Depression is associated with an increase in the expression of the platelet adhesion receptor glycoprotein Ib

Abstract There is a significant association between cardiovascular disease and depression. Previous studies have documented changes in platelets in depression. It is unknown if depression causes functional changes in platelet surface receptors. Therefore, we analyzed (1) the surface expression of glycoprotein (GP)Ib and the integrin receptor α IIb β IIIa , receptors involved in platelet adhesion and aggregation, (2) CD62 (P-selectin) and CD63, integral granule proteins translocated during platelet activation, (3) platelet aggregation in response to ADP and (4) plasma levels of glycocalicin and von Willebrand factor (vWF), in depressed patients compared to healthy volunteers. Fifteen depressed patients with a Hamilton depression score of at least 22 and fifteen control subjects were studied.
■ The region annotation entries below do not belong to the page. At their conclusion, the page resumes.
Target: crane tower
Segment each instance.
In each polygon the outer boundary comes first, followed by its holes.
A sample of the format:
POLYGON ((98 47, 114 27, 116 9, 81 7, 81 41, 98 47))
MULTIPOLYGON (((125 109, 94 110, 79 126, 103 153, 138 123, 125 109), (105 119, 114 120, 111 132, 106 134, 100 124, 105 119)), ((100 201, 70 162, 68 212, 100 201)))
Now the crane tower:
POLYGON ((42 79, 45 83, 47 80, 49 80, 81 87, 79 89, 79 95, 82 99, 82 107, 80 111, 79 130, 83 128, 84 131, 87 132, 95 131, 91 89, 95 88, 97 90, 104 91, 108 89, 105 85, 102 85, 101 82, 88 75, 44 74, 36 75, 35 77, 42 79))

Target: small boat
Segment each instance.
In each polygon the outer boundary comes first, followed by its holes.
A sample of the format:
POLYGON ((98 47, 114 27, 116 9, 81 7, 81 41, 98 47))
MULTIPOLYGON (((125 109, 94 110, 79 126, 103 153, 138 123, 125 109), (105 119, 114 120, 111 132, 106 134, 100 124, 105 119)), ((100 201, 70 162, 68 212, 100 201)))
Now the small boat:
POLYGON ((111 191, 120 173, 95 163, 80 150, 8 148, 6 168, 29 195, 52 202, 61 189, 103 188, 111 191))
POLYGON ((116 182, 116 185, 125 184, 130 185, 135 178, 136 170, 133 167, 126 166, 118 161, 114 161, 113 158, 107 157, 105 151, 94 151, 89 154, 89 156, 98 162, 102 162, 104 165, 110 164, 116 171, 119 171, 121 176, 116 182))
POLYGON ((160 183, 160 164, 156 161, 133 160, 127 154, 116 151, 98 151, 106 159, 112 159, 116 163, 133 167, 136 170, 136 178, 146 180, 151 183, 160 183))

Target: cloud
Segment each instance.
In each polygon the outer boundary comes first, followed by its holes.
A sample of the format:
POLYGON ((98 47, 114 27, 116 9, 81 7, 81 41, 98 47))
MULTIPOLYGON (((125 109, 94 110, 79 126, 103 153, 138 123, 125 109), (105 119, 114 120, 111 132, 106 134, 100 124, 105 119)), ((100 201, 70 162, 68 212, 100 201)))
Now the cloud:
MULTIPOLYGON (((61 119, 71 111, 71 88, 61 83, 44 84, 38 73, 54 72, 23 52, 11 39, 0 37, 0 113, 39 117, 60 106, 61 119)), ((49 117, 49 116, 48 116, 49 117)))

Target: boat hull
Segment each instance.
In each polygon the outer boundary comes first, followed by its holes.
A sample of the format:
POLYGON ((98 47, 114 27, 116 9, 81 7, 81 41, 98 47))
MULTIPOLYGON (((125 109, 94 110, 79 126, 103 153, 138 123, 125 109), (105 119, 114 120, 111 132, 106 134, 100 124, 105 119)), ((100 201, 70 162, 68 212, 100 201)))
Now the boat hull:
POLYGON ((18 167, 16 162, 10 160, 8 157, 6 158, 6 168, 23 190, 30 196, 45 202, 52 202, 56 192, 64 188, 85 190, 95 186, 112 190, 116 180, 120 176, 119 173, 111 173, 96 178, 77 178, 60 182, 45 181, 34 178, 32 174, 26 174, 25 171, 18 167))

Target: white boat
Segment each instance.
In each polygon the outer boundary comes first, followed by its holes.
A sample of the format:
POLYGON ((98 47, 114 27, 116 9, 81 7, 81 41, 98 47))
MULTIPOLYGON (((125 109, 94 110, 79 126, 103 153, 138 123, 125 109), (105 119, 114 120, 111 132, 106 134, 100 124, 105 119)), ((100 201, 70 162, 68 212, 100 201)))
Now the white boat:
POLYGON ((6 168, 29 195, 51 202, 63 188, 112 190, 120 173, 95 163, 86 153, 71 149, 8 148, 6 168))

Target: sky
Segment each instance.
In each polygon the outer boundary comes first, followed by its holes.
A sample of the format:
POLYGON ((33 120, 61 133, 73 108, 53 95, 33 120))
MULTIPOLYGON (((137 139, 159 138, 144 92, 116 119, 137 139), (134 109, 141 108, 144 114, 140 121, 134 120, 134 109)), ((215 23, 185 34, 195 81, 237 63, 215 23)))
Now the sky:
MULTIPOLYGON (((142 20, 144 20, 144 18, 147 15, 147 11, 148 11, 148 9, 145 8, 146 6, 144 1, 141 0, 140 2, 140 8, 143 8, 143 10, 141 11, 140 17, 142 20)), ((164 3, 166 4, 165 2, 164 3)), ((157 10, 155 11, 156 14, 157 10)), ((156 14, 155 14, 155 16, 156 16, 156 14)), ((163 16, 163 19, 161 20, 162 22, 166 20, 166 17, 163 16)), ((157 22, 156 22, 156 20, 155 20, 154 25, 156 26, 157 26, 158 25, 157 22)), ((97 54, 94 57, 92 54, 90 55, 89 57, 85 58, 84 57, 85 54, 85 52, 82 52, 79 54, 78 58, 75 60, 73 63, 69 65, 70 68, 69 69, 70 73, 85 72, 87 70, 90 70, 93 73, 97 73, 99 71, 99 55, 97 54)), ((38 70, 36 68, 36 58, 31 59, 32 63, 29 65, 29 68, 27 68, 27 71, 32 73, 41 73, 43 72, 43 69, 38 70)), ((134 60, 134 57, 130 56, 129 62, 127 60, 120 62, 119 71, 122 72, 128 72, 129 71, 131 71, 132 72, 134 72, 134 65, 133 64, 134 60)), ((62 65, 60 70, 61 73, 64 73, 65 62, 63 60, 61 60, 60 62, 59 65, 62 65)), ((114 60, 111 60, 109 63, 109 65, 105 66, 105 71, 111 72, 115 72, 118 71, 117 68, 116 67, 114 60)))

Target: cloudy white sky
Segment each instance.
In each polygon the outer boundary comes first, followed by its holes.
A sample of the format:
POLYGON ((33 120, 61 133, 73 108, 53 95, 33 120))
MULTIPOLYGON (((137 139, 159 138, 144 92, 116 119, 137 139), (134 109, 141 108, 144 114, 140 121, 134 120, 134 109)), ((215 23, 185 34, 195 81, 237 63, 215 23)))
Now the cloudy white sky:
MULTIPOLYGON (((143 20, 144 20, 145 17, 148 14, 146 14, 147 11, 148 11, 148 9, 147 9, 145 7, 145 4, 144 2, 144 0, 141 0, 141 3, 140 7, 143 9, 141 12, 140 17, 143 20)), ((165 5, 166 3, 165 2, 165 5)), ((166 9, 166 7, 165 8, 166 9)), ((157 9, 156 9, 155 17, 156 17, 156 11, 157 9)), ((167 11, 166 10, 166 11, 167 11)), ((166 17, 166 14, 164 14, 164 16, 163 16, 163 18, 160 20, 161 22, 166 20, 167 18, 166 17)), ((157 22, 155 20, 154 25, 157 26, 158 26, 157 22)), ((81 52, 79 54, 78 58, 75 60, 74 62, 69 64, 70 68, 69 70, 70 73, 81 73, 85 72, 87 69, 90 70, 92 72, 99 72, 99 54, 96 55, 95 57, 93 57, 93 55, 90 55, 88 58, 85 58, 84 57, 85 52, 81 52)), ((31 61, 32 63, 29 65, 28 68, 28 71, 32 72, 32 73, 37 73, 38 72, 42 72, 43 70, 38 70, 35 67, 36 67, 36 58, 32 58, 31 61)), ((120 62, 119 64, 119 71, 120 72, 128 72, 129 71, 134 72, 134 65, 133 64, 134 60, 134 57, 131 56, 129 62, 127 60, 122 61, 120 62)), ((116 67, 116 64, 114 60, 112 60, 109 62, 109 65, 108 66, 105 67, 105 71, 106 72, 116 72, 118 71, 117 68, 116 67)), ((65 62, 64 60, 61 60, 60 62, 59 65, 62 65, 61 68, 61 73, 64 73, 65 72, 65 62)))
Platelets were assessed for surface expression levels of GPIb, α IIb β IIIa , CD62 and CD63 by flow cytometry. Genomic DNA was isolated to investigate a recently described polymorphism in the 5’ untranslated region of the GPIbα gene. The number of GPIb receptors was significantly increased on the surface of platelets from patients with depression compared to control subjects. Surface expression of CD62 was also significantly increased in the depressed patients versus control subjects. There was no significant difference between depressed patients and healthy volunteers in the surface expression of α IIb β IIIa or CD63, or in glycocalicin or vWF plasma concentration, or ADP-induced aggregation. There was no difference in allele frequency of the Kozak region polymorphism of the GPIbα gene, which can affect GPIb expression. The results of this study demonstrate that the number of GPIb receptors on platelets are increased in depression and suggest a novel risk factor for thrombosis in patients with depression.